Copycat vs. Original: Multi-modal Pretraining and Variable Importance in Box-office Prediction
This work provides automated tools for the movie industry to predict revenue and assess commercial viability, though it is incremental in applying multimodal methods to a specific domain.
The study tackled box-office revenue prediction by developing a multimodal neural network that grounds descriptive keywords in movie poster visuals, reducing prediction error by 14.5%. It also analyzed copycat movies, finding a positive revenue effect that diminishes with increased similarity and competition.
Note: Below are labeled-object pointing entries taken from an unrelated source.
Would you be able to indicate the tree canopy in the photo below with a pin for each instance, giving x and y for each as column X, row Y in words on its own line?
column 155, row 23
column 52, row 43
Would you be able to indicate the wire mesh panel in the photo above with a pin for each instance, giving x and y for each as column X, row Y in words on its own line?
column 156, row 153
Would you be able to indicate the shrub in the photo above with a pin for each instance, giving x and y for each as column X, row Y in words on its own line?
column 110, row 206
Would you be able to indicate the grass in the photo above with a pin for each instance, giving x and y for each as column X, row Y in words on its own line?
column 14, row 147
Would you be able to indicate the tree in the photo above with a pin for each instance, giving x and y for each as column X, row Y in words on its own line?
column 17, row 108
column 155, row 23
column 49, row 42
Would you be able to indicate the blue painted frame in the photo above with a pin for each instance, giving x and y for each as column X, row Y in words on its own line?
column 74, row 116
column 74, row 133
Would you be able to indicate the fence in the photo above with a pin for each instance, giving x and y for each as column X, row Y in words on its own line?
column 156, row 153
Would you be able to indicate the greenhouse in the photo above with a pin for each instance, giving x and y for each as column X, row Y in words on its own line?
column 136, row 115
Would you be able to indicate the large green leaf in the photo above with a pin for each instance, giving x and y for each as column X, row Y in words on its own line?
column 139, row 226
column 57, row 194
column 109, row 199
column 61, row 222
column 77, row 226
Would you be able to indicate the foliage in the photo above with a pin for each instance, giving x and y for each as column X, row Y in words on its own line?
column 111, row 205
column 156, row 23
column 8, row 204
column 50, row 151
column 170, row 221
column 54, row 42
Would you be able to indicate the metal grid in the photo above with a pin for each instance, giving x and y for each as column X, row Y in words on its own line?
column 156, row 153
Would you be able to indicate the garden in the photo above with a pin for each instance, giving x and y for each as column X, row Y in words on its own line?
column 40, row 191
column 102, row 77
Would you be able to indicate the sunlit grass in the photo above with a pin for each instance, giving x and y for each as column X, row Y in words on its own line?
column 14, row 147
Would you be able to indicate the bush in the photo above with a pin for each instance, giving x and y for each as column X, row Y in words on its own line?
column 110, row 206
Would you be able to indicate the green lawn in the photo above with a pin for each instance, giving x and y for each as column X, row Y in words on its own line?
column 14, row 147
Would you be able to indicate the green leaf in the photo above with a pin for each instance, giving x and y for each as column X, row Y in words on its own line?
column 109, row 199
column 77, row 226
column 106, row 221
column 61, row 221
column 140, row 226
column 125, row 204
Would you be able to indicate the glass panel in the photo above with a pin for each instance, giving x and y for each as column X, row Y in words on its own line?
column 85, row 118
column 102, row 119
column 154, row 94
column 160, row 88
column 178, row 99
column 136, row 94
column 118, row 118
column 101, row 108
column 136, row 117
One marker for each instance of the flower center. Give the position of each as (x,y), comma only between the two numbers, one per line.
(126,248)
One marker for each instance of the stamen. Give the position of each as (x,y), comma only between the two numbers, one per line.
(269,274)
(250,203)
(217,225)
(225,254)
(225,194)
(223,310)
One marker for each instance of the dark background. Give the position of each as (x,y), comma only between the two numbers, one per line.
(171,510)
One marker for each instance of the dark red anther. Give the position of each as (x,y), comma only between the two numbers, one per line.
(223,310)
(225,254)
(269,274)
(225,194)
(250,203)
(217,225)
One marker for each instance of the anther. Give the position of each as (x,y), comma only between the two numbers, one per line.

The movie industry is associated with an elevated level of risk, which necessitates the use of automated tools to predict box-office revenue and facilitate human decision-making. In this study, we build a sophisticated multimodal neural network that predicts box offices by grounding crowdsourced descriptive keywords of each movie in the visual information of the movie posters, thereby enhancing the learned keyword representations, resulting in a substantial reduction of 14.5% in box-office prediction error. The advanced revenue prediction model enables the analysis of the commercial viability of "copycat movies," or movies with substantial similarity to successful movies released recently. We do so by computing the influence of copycat features in box-office prediction. We find a positive relationship between copycat status and movie revenue. However, this effect diminishes when the number of similar movies and the similarity of their content increase. Overall, our work develops sophisticated deep learning tools for studying the movie industry and provides valuable business insight.